PEAP-MSCHAPv2 → EAP-TLS migration
Migrating from PEAP-MSCHAPv2 to EAP-TLS without breaking Wi-Fi for a week
PEAP-MSCHAPv2 — a password inside a TLS tunnel — has run enterprise Wi-Fi for two decades. It’s now living on borrowed time, and most organizations discover this the hard way: a security baseline lands, and Wi-Fi breaks.
Why the move is becoming mandatory
- MSCHAPv2 depends on NTLM-era cryptography. Validating it needs the NT hash path, so every NTLM-hardening initiative (disabling NTLM domain-wide, Credential Guard on current Windows — which blocks MSCHAPv2 SSO outright) collides with PEAP Wi-Fi. The failure surfaces as NPS Reason Code 16 storms with no password changes anywhere.
- Passwords are the weak link anyway: crackable captures from evil-twin APs, credential stuffing, users typing corporate passwords into personal devices. Certificates can’t be phished by a fake SSID.

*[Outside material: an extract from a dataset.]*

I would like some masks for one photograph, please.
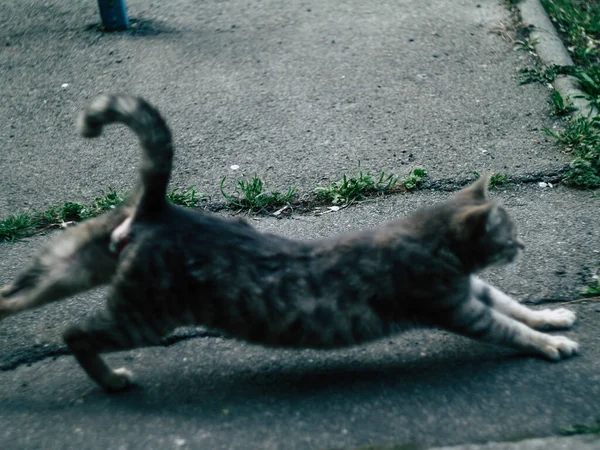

- The password-change lockout loop (Reason Code 36) simply disappears when devices stop caching passwords.
What EAP-TLS demands up front
Be honest about the entry price: every device needs a certificate, which means working enrollment — AD CS with autoenrollment for domain machines, SCEP/Intune/Jamf for mobile and BYOD. The certificate distribution problem is 90% of the migration; the RADIUS-side change is an afternoon.
The dual-policy transition pattern
Never flip the whole network. Run both methods side by side and drain PEAP over weeks:
- Add EAP-TLS alongside PEAP — either both methods on the existing policy, or (cleaner) a separate policy/rule scoped to a “TLS-Migrated” device group. FreeRADIUS handles both EAP types in one
eapmodule config; NPS takes both in one policy’s constraints. - Enroll certificates in rings — IT first, then a pilot department, then the fleet. Update the Wi-Fi profile (GPO/MDM) to prefer EAP-TLS per ring.
- Watch the meters, not the calendar — count remaining PEAP authentications per week (NPS:
Authentication Type/EAP Typefields in 6272/6273 events; FreeRADIUS: eap type in the logs). Drain to zero before the cutoff. - Remove PEAP from the policy, then celebrate: an entire class of tickets (stale cached passwords, lockout loops, MSCHAP hash incompatibilities) retires with it.
The mid-migration failure signatures
Devices caught between rings produce a predictable set of errors — recognize them as migration traffic, not new bugs:
| Symptom | Meaning |
|---|---|
| NPS Reason 22 / Reason 66 | device asks for the method its ring no longer offers |
| unknown CA alerts | new trust chain not yet on the device |
| certificate expired (client) | early-ring certs aging out — check your renewal automation now |
| Reason 16 spikes | stragglers still on PEAP hitting NTLM hardening |
The two rules that keep migrations un-broken
Server certificate hygiene first: EAP-TLS makes your RADIUS server cert load-bearing in both directions — get the chain complete and monitored before enrolling a single client. And never disable server-cert validation on clients to “simplify” the rollout; it converts your migration into an evil-twin vulnerability that outlives it.